Well sometimes, registering with dhcp after a timeout can cause a stack overflow..crash..
try making your PC a static IP address and DNS and see if the problem persists


----------



## hmarston (May 21, 2008)

*Re: "C:\WINDOWS\system32\services.exe" terminated unexpectedly status code 2147483641*

I have use dhcp for several years without any problems and this just started late Sunday night... It sounds like a worm but I can't locate the little guy.


----------



## PaddyN (May 2, 2008)

*Re: "C:\WINDOWS\system32\services.exe" terminated unexpectedly status code 2147483641*

"I get after being on windows xp Prof for a few minutes"

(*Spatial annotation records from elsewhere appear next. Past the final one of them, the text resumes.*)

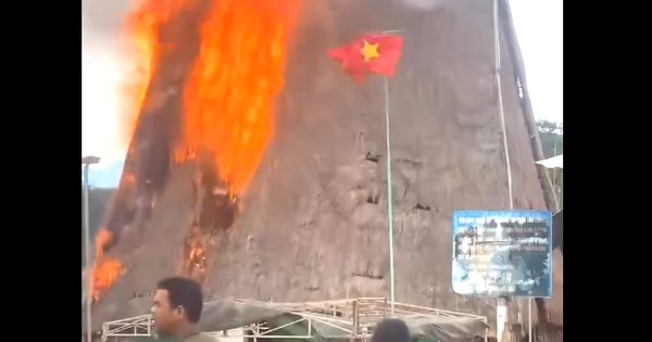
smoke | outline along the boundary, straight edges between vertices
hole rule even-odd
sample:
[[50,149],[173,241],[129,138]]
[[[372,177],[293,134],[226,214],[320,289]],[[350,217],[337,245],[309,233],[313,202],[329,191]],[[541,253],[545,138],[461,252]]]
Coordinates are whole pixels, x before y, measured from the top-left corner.
[[446,0],[396,0],[415,10],[432,10],[439,8]]
[[133,0],[82,1],[82,152],[122,160],[121,86],[127,72],[121,49],[125,13]]

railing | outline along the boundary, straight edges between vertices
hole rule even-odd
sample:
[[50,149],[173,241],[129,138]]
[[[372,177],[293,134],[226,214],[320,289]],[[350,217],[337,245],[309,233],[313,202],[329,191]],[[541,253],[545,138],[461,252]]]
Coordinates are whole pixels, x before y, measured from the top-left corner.
[[[373,334],[375,325],[385,317],[405,316],[444,316],[476,318],[487,322],[487,317],[444,311],[418,305],[394,303],[393,313],[390,311],[385,297],[360,297],[354,300],[306,302],[306,303],[272,303],[259,301],[235,300],[236,306],[255,304],[286,312],[298,318],[279,327],[269,327],[266,322],[252,324],[243,328],[243,337],[254,342],[259,339],[312,339],[315,325],[328,326],[331,329],[329,335],[324,338],[348,339],[350,341],[364,342]],[[151,315],[137,316],[105,322],[102,326],[102,342],[117,342],[124,339],[152,335],[153,318]],[[306,327],[304,335],[279,334],[284,328],[292,325]],[[221,332],[209,332],[218,335]],[[234,337],[236,338],[236,337]],[[240,338],[240,337],[237,337]],[[111,339],[111,341],[109,341]],[[223,339],[222,337],[220,338]],[[485,335],[485,340],[487,337]]]
[[122,340],[124,338],[135,339],[152,335],[152,326],[154,319],[152,315],[142,315],[131,318],[125,318],[109,321],[102,325],[102,342],[112,340]]

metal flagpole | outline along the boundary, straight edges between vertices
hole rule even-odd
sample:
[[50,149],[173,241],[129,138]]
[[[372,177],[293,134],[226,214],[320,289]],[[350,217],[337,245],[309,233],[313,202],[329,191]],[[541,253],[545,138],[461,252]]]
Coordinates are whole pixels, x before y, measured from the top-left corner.
[[389,301],[391,314],[394,314],[394,265],[393,265],[393,199],[391,193],[391,149],[389,143],[389,81],[385,83],[385,134],[387,138],[387,223],[389,236]]
[[86,342],[92,341],[92,325],[90,321],[90,309],[92,303],[92,263],[90,259],[90,220],[89,220],[89,210],[88,210],[88,197],[89,197],[89,183],[88,183],[88,170],[90,168],[90,164],[97,164],[100,162],[100,157],[98,156],[86,156],[82,159],[82,164],[84,164],[84,249],[85,249],[85,258],[86,258]]
[[[397,34],[404,29],[383,30],[381,34]],[[389,240],[389,302],[391,314],[394,314],[394,257],[393,257],[393,198],[391,192],[391,149],[389,140],[389,81],[383,78],[385,86],[385,135],[387,143],[387,226]]]
[[[505,164],[507,169],[507,194],[509,194],[509,203],[510,210],[514,210],[514,193],[512,187],[512,163],[510,162],[510,148],[507,144],[507,130],[505,128],[505,113],[503,109],[503,100],[502,100],[502,85],[500,79],[500,22],[499,22],[499,0],[493,0],[493,59],[494,59],[494,73],[496,73],[496,88],[497,88],[497,106],[498,113],[500,116],[502,136],[503,136],[503,149],[505,152]],[[496,337],[498,342],[502,341],[504,327],[510,321],[509,319],[509,307],[507,307],[509,297],[501,296],[497,297],[496,305]]]
[[89,219],[88,219],[88,169],[89,164],[84,165],[84,252],[86,264],[86,342],[91,340],[91,322],[90,322],[90,302],[92,289],[92,270],[90,268],[90,237],[89,237]]

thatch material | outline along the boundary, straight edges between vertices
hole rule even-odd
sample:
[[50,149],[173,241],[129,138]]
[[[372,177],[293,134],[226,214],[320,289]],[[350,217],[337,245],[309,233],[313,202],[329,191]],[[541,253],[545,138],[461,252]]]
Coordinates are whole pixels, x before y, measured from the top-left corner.
[[[387,294],[383,80],[355,86],[326,51],[364,31],[405,29],[389,99],[397,301],[493,321],[492,300],[459,296],[450,287],[452,212],[509,205],[491,1],[447,1],[421,11],[393,0],[305,0],[302,11],[274,137],[235,228],[215,237],[206,299]],[[546,208],[506,45],[501,53],[515,208]],[[130,302],[140,302],[133,312],[125,302],[153,291],[178,265],[192,207],[191,197],[176,194],[190,187],[192,177],[184,173],[173,170],[140,246],[116,246],[133,264],[96,308],[98,324],[146,311],[145,299]]]

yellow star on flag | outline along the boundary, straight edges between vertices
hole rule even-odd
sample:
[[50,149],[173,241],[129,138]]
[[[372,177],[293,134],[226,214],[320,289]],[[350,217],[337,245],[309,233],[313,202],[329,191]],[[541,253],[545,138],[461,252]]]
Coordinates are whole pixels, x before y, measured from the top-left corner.
[[364,41],[364,48],[362,48],[360,52],[364,55],[365,62],[380,56],[380,54],[378,54],[378,43],[368,43],[366,40]]

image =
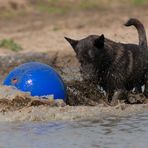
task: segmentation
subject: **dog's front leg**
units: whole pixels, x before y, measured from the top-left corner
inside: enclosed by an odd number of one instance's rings
[[[118,104],[118,100],[121,100],[125,94],[125,91],[122,89],[115,90],[111,98],[110,105],[115,106]]]

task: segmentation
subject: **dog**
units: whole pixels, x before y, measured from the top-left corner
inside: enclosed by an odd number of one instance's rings
[[[109,102],[116,102],[123,93],[135,88],[139,93],[145,85],[148,97],[148,48],[143,24],[135,18],[125,26],[134,26],[139,35],[139,45],[117,43],[104,35],[89,35],[81,40],[68,37],[80,62],[83,79],[99,84],[107,94]]]

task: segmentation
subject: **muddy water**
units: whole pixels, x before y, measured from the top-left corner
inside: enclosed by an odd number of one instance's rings
[[[0,147],[147,148],[148,111],[79,122],[0,123]]]
[[[64,79],[78,78],[75,70],[65,69]],[[101,94],[78,84],[68,91],[77,92],[70,101],[79,106],[40,102],[0,86],[0,147],[147,147],[148,104],[106,106],[98,102]]]

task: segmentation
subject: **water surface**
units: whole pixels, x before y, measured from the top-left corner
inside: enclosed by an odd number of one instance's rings
[[[148,111],[77,122],[0,123],[1,148],[147,148]]]

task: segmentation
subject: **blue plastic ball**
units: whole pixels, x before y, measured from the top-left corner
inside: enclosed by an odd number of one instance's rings
[[[59,74],[50,66],[29,62],[14,68],[5,78],[4,85],[15,86],[32,96],[54,95],[54,99],[66,100],[64,82]]]

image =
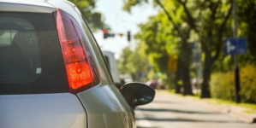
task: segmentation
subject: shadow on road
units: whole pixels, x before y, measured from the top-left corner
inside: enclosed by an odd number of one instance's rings
[[[197,120],[197,119],[182,119],[182,118],[176,118],[176,119],[164,119],[164,118],[136,118],[136,120],[140,119],[146,119],[149,121],[173,121],[173,122],[201,122],[201,123],[241,123],[240,121],[228,121],[228,120]]]
[[[138,108],[140,111],[149,111],[149,112],[171,112],[171,113],[199,113],[199,114],[221,114],[219,113],[212,112],[199,112],[199,111],[187,111],[187,110],[176,110],[176,109],[152,109],[152,108]]]

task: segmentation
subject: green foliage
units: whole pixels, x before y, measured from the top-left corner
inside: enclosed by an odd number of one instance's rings
[[[129,74],[135,81],[143,81],[143,76],[138,76],[136,73],[147,72],[149,64],[147,58],[143,55],[140,49],[142,46],[138,46],[134,50],[131,50],[129,47],[122,49],[122,52],[118,59],[118,68],[120,74]]]
[[[122,9],[130,13],[133,6],[148,3],[148,0],[123,0],[123,3]]]
[[[240,70],[241,97],[242,102],[256,103],[256,67],[247,65]],[[234,71],[215,73],[211,80],[214,98],[233,101],[235,97]]]
[[[232,101],[234,99],[234,73],[218,73],[211,76],[211,91],[213,98]]]

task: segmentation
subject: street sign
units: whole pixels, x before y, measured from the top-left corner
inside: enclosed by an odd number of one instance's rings
[[[224,53],[226,55],[238,55],[247,53],[246,38],[228,38],[224,40]]]

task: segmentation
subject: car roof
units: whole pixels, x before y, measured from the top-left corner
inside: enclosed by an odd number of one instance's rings
[[[0,0],[0,11],[52,13],[63,9],[75,19],[80,12],[68,0]]]

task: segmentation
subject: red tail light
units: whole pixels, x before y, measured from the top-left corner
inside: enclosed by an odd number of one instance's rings
[[[69,90],[76,93],[93,86],[95,77],[83,42],[85,37],[78,23],[68,14],[57,9],[54,13],[61,44]],[[97,75],[96,75],[97,77]]]

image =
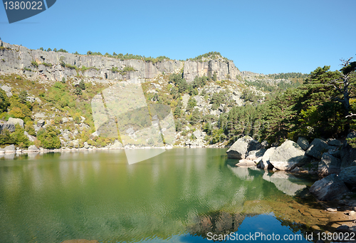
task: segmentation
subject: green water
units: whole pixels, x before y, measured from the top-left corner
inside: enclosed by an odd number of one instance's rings
[[[245,205],[291,197],[308,182],[234,163],[226,149],[208,148],[172,149],[130,165],[123,150],[6,155],[0,242],[209,242],[208,232],[248,232],[251,222],[292,232],[273,211],[258,216]]]

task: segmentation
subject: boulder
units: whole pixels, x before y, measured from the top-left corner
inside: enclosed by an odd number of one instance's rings
[[[318,167],[318,174],[325,177],[331,174],[338,174],[340,170],[341,160],[324,152]]]
[[[255,160],[257,158],[263,156],[266,150],[267,150],[266,149],[261,148],[261,150],[258,150],[250,151],[248,152],[248,155],[247,156],[246,159],[250,160]]]
[[[0,133],[4,130],[7,129],[10,132],[14,132],[15,131],[15,125],[12,123],[8,123],[4,121],[0,121]]]
[[[75,147],[75,148],[79,146],[79,140],[76,139],[76,140],[74,140],[73,141],[70,141],[70,145],[73,147]]]
[[[291,170],[305,164],[308,158],[304,150],[297,143],[286,140],[277,148],[270,157],[270,163],[279,170]]]
[[[37,152],[37,151],[38,151],[38,148],[37,147],[36,147],[35,145],[31,145],[27,149],[27,151],[28,152]]]
[[[36,140],[36,137],[29,135],[28,133],[27,133],[26,131],[24,131],[23,134],[27,136],[27,138],[31,142],[34,142]]]
[[[328,144],[331,146],[337,146],[340,147],[342,145],[342,143],[336,140],[336,139],[328,139]]]
[[[20,118],[9,118],[7,123],[14,124],[14,125],[15,125],[16,124],[19,124],[21,128],[23,128],[23,120]]]
[[[79,124],[79,129],[81,130],[88,130],[89,128],[90,128],[90,127],[85,123],[82,123]]]
[[[236,141],[226,151],[226,153],[230,159],[240,160],[246,158],[248,152],[261,148],[261,143],[250,136],[245,136]]]
[[[258,167],[264,170],[272,170],[273,165],[269,162],[271,155],[272,155],[276,150],[276,148],[272,147],[266,150],[263,156],[262,157],[262,161],[257,165]]]
[[[110,146],[110,148],[122,148],[122,144],[118,140],[115,140],[114,144]]]
[[[332,200],[348,192],[349,190],[344,182],[335,174],[332,174],[317,180],[310,188],[309,192],[321,201]]]
[[[5,85],[5,86],[1,86],[1,89],[4,91],[5,91],[5,93],[6,93],[6,96],[7,97],[11,97],[12,96],[12,93],[11,93],[12,88],[11,87],[9,87],[9,86]]]
[[[90,147],[88,142],[84,142],[84,148],[89,148]]]
[[[330,149],[334,150],[335,148],[337,148],[329,146],[325,141],[320,138],[315,138],[310,143],[305,153],[309,156],[320,160],[325,152],[327,152]]]
[[[297,143],[303,150],[308,150],[309,148],[309,142],[304,137],[298,138]]]
[[[265,172],[262,178],[273,183],[279,190],[290,196],[295,196],[306,187],[298,177],[284,171],[276,171],[272,174]]]
[[[45,121],[44,120],[39,120],[37,121],[37,126],[38,128],[42,128],[45,125]]]
[[[252,167],[256,166],[256,163],[252,160],[242,159],[240,160],[235,165],[240,167]]]
[[[339,178],[352,189],[356,187],[356,166],[342,168],[339,173]]]
[[[356,138],[356,133],[352,132],[347,135],[347,138]],[[341,167],[345,168],[356,165],[356,148],[353,148],[347,143],[341,148],[340,150]]]
[[[15,151],[16,151],[15,145],[11,145],[6,146],[4,148],[4,151],[5,151],[5,152],[15,152]]]

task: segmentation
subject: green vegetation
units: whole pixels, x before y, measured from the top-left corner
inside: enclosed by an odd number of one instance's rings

sorry i got the impression that you just started using pro version.
try a kaspersky online scan for anything there.


----------



## hmarston (May 21, 2008)

*Re: "C:\WINDOWS\system32\services.exe" terminated unexpectedly status code 2147483641*

OK will do that when I get back home!!! Thanks I will keep you posted... I also will use Process Explorer to maybe loacte the app that might be the problem...


----------



## PaddyN (May 2, 2008)

*Re: "C:\WINDOWS\system32\services.exe" terminated unexpectedly status code 2147483641*

well services.exe shows that its crashing..so i would recommend checking your settings, making sure you write them down.
then static it up, use tcp/ip v4 is you have the option of 4 or 6


----------



## igodate (Oct 13, 2008)

*Re: "C:\WINDOWS\system32\services.exe" terminated unexpectedly status code 2147483641*

how did you fix this? i have the same thing hapening to my puter. i have no network adapters and i can still connect to the internet.
i have nothing in my device manager. and it says i have no plug n play


help i have called tech support and thier solution is to reformat and that is not an option for me. i am not good with puters at all so please help me!


----------